Robert Przybyl, bis vor kurzem Tänzer in der Gruppe von Urs Dietrich am Tanztheater Bremen, war schon mehrfach in Gießen zu Gast, jeweils zur TanzArt ostwest und mit eigenen Solo-Choreografien. Für ihn war es also die erste Arbeit mit einer Compagnie und er hat seine Handschrift deutlich hinterlassen, nicht zuletzt in der Song-Auswahl mit den drei Stücken der in Polen angesagten Folksängerin Kasia Nosowaska. Songs, die sich durch lange Textpassagen – polnische Gedichte – auszeichnen und eine besinnliche, beinahe melancholische Stimmung verbreiten. So am Ende des gut einstündigen Stücks, das in einem ebenso schlichten wie wirkungsvollen Bühnenbild (Britta Yook) – dominiert von zwei runden Öffnungen und einer weißen Tapete mit dezenten Gewehrmotiven. Geld und Gewalt, Macht über andere – darum geht’s im Leben?

Der Beginn ist hoch dynamisch. Zu rockigen E-Gitarrenriffs von Lenny Kravitz wirbelt die junge Compagnie über die Tanzfläche, was das Zeug hält. Danach geht’s gleich zur Sache: ein Showmaster (Bronczkowski) vergreift sich an einer Tänzerin (Lea Hladka), die zusammengekrümmt am Boden liegen bleibt. Deren Alter Ego oder kleinere Schwester (Caitlin-Rae Crook) träumt sich im Pyjama durch ein Wiegenlied, was mit furchtbaren Schmerzen und Schreien endet. Die vermeintliche Rettung kommt durch einen schwulen Modemacher (ein überzeugender Sven Krautwurst in roten Lackpumps und protzigem Glitzerschmuck), der die beiden für die Show aufhübscht: fortan tanzen sie als Cheerleader und Tabledancer durchs Stück. Dabei gibt es zu Songs von Amy Winehouse und Skunk Anansie ausgesprochen sexy Szenen.

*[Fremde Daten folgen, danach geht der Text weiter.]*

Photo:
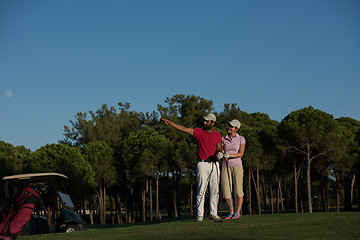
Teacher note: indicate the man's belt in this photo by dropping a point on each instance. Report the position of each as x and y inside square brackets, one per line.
[207, 160]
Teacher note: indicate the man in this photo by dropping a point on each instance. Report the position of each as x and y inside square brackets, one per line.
[207, 170]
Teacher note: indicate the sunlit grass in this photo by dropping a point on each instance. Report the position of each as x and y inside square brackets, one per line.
[283, 226]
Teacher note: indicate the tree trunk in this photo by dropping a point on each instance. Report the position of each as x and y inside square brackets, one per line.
[352, 187]
[158, 214]
[337, 192]
[118, 208]
[277, 200]
[102, 202]
[191, 195]
[174, 195]
[143, 201]
[112, 210]
[308, 180]
[281, 197]
[347, 193]
[296, 178]
[264, 194]
[150, 195]
[271, 200]
[250, 207]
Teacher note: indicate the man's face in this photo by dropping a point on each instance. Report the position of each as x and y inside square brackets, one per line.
[231, 129]
[208, 125]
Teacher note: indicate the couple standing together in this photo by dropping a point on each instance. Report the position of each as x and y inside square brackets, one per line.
[210, 147]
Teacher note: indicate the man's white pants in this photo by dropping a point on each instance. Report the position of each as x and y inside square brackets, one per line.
[207, 173]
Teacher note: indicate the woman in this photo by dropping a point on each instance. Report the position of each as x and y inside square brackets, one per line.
[232, 169]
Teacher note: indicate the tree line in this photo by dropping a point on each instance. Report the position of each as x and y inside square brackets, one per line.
[128, 164]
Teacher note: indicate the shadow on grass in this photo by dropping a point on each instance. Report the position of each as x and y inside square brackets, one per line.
[148, 222]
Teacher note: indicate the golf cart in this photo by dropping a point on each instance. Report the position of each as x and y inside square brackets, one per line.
[54, 212]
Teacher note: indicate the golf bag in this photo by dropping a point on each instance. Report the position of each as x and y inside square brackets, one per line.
[17, 213]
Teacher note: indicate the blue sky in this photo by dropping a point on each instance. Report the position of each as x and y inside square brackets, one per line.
[58, 58]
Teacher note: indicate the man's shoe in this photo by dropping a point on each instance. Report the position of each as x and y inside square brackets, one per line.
[216, 218]
[229, 216]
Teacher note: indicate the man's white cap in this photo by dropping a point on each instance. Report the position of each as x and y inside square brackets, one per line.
[210, 117]
[235, 123]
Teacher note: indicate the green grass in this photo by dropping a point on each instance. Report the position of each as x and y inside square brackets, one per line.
[284, 226]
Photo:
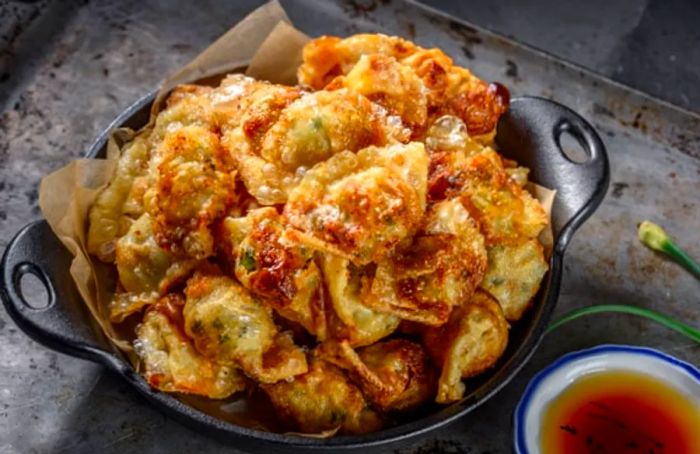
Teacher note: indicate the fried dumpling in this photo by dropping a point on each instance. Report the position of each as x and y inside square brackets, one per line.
[451, 89]
[470, 343]
[348, 317]
[109, 215]
[437, 270]
[322, 399]
[514, 275]
[273, 267]
[383, 80]
[394, 375]
[171, 364]
[143, 265]
[274, 151]
[360, 206]
[505, 210]
[194, 186]
[230, 326]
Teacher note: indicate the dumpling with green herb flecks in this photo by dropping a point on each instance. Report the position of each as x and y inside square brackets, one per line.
[361, 205]
[230, 326]
[275, 268]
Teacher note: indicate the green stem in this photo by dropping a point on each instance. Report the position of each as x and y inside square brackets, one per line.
[668, 322]
[680, 256]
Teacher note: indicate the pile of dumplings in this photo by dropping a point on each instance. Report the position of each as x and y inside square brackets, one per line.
[352, 247]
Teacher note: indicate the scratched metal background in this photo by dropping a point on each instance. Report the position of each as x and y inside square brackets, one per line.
[96, 58]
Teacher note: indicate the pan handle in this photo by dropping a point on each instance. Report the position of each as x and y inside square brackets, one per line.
[60, 324]
[530, 132]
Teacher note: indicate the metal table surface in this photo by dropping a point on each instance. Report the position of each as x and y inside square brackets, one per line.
[91, 60]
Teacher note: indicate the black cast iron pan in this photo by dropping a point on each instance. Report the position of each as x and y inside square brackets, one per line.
[529, 132]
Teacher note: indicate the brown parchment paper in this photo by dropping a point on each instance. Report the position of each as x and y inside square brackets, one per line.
[270, 48]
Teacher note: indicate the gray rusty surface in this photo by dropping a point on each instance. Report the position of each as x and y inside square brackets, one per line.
[90, 61]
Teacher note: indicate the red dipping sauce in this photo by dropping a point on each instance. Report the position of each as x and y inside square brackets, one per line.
[621, 412]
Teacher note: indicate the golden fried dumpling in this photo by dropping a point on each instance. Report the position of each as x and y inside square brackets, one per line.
[397, 88]
[449, 134]
[505, 211]
[171, 364]
[194, 186]
[437, 270]
[348, 317]
[274, 151]
[360, 206]
[471, 342]
[254, 105]
[109, 213]
[322, 399]
[514, 275]
[329, 56]
[273, 267]
[318, 125]
[230, 326]
[451, 90]
[394, 375]
[145, 267]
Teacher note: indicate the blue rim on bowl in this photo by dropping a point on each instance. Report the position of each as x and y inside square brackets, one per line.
[571, 363]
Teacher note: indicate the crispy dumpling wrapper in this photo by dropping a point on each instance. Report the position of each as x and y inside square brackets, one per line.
[323, 399]
[172, 364]
[395, 375]
[471, 342]
[269, 264]
[437, 270]
[230, 326]
[349, 318]
[66, 196]
[360, 206]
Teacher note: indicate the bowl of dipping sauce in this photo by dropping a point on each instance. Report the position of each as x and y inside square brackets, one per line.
[612, 399]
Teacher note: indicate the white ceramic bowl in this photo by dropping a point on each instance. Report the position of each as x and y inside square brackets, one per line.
[552, 380]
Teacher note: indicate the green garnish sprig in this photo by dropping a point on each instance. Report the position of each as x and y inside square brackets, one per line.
[655, 238]
[662, 319]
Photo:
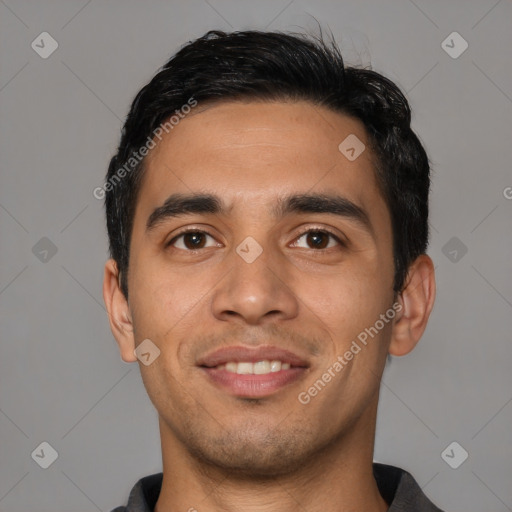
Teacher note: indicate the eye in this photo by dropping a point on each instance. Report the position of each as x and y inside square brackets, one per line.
[193, 240]
[317, 239]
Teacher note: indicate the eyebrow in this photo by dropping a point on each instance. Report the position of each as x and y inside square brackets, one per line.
[182, 204]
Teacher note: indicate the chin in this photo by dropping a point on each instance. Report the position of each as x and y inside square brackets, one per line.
[255, 454]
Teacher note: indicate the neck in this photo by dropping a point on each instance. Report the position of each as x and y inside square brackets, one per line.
[337, 479]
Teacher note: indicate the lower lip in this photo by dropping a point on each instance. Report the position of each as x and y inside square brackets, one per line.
[254, 386]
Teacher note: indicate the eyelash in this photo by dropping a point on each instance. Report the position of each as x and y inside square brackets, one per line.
[309, 230]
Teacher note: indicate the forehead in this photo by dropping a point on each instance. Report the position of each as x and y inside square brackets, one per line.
[252, 152]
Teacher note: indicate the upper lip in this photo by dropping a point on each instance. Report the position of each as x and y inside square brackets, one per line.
[251, 355]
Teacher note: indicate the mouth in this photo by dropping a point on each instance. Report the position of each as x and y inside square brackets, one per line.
[253, 372]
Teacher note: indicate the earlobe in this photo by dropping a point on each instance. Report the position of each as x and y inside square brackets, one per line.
[119, 313]
[416, 301]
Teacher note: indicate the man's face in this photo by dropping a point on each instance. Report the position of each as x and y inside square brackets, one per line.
[299, 290]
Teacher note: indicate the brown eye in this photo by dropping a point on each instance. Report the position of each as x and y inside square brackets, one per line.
[316, 239]
[193, 240]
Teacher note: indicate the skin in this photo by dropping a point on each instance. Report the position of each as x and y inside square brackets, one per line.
[223, 452]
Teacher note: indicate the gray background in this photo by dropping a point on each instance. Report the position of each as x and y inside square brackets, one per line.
[62, 380]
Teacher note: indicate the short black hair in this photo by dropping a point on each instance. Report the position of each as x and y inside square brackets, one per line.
[276, 66]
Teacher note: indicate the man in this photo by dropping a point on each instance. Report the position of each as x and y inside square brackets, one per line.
[267, 215]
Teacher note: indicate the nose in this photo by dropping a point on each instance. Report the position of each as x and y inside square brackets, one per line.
[255, 293]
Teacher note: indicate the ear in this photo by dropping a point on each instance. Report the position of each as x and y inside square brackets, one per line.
[416, 301]
[118, 312]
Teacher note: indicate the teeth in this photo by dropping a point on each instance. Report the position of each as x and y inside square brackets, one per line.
[259, 368]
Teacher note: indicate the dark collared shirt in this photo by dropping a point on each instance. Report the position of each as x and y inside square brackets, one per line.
[395, 485]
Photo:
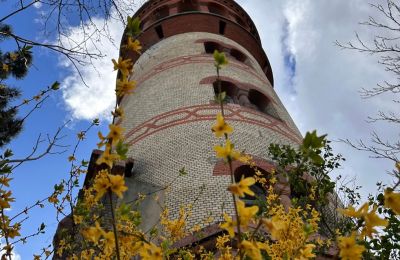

Ein Priester entpuppt sich als geiler Bock, der die Hüllen fallen lässt und fortan im Glitzeroutfit sein Blendwerk betreibt. Marco Barbieri tritt mit einer darstellerischen Qualität auf, die an Stummfilme denken lässt. Eine dichte und berührende Szene der homoerotischen Annäherung zeigen Michael Bronczkowski als schwarzer Showmaster und Esteban Barias als Junge in kurzen Hosen, der seine körperlichen Bedürfnisse entdeckt. Deren Geschichte endet in stiller Trauer und Einsamkeit, während der andere Showmaster ein herzzerreißendes Verzweiflungsdrama durchlebt – Krautwurst zeigt an dieser Stelle sein darstellerisches Können. Die Umsetzung ist deutlich vom Choreografen Przybyl geprägt, in dessen Soli vergleichbare Szenen zu sehen waren.

Es gibt mit Yuki Kobayashi noch eine weitere Tänzerin, die erfolgreich bemüht ist, sich gegen diverse Anmacher zu behaupten: Doch ist es im Ergebnis ein Männerstück, was vielleicht auch am Motiv „The Show must go on“ liegt. Die weibliche Seite dieses Themas muss jedenfalls noch erdacht und choreografiert werden.